05 Dec Salmond warns Osborne: Westminster austerity won’t cut it for Scotland
Chancellor George Osborne will today announce the UK government’s autumn statement, outlining £5bn in cuts that are set to extend austerity into 2018.
The cuts will hit the Scottish government’s budget however according to the Scotsman, less than the UK average – 0.2 per cent in 2013/14 and 0.4 per cent in 2014/15.
The treasury will cut £5bn from already struggling Whitehall departments to invest in transport, schools and science projects.
Whitehall departments, excluding only four, will be expected to save in increasing measures – an extra 1 per cent (£950m) next year and another 2 per cent (£2.5bn) in 2014-15
The treasury claims that it will follow International Monetary Fund (IMF) recommendations that cuts should reflect necessary everyday spending and aim for long-term recovery rather than deliver a short-lived boost to the economy.
However, this prolonging of cuts will mean that austerity measures are set to continue long after the 2015 general election, reminding the UK that an exit from austerity cannot be simply achieved by a change in government.
In England, other than education, heath, international development, nuclear decommissioning and HM Revenue and Customs will be safeguarded from the cuts, but Scottish Ministers will make their own decisions regarding the distribution of Scotland’s share of the UK cuts.

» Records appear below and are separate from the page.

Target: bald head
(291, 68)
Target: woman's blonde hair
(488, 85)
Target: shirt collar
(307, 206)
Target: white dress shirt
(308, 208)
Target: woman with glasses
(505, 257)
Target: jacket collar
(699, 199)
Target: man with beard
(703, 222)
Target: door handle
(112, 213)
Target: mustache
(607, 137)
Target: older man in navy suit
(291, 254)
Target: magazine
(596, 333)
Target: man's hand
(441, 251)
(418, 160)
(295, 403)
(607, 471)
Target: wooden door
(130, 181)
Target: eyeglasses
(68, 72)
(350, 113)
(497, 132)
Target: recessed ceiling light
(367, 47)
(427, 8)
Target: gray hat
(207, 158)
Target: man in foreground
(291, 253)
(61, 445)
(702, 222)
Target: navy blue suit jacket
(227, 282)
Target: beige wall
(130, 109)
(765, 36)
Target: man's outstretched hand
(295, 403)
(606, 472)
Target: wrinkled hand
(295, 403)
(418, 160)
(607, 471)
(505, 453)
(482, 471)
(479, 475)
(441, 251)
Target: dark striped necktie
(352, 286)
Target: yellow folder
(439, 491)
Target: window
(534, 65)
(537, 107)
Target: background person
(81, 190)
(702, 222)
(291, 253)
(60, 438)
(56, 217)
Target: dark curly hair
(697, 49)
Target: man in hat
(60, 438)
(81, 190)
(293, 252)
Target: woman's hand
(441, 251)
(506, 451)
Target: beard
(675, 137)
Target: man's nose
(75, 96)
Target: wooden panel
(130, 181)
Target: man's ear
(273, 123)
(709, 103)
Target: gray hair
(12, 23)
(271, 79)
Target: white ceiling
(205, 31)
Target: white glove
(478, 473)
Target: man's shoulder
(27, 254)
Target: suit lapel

Of the Westminster imposed cuts, First Minister Alex Salmond said:
“Increasing capital investment by simply cutting departmental budgets will not achieve the increase in demand in the economy that is so urgently needed – this investment must be additional.
“Unlocking additional funds for investment in public sector capital projects through the use of the UK government’s borrowing powers would provide an immediate and targeted stimulus across the three devolved nations,”
Questions have arisen following recent revelations about tax avoidance from major corporations including Amazon, Starbucks and Google and VAT loopholes on digital sales which costs the UK more than Olympics.
Many have been bewildered as to why so many tax and loopholes continue to exist with £1.6bn lost from buying services from overseas companies each year alone.
Similarly with the Libor scandal, where major UK banks including Barclays and RBS were amongst those rigging the rates at which they borrowed from other banks – an accurate cost to the UK taxpayer is unknown, but the manipulated interest rates are tied to around $800 trillion in loans and securities.
It appears to many critics that the UK government is ready to deliver tough austerity cuts which hit ordinary taxpayers. However City financiers, who triggered the financial crash in 2008 and resulting in the economic crisis, remain too big to fail.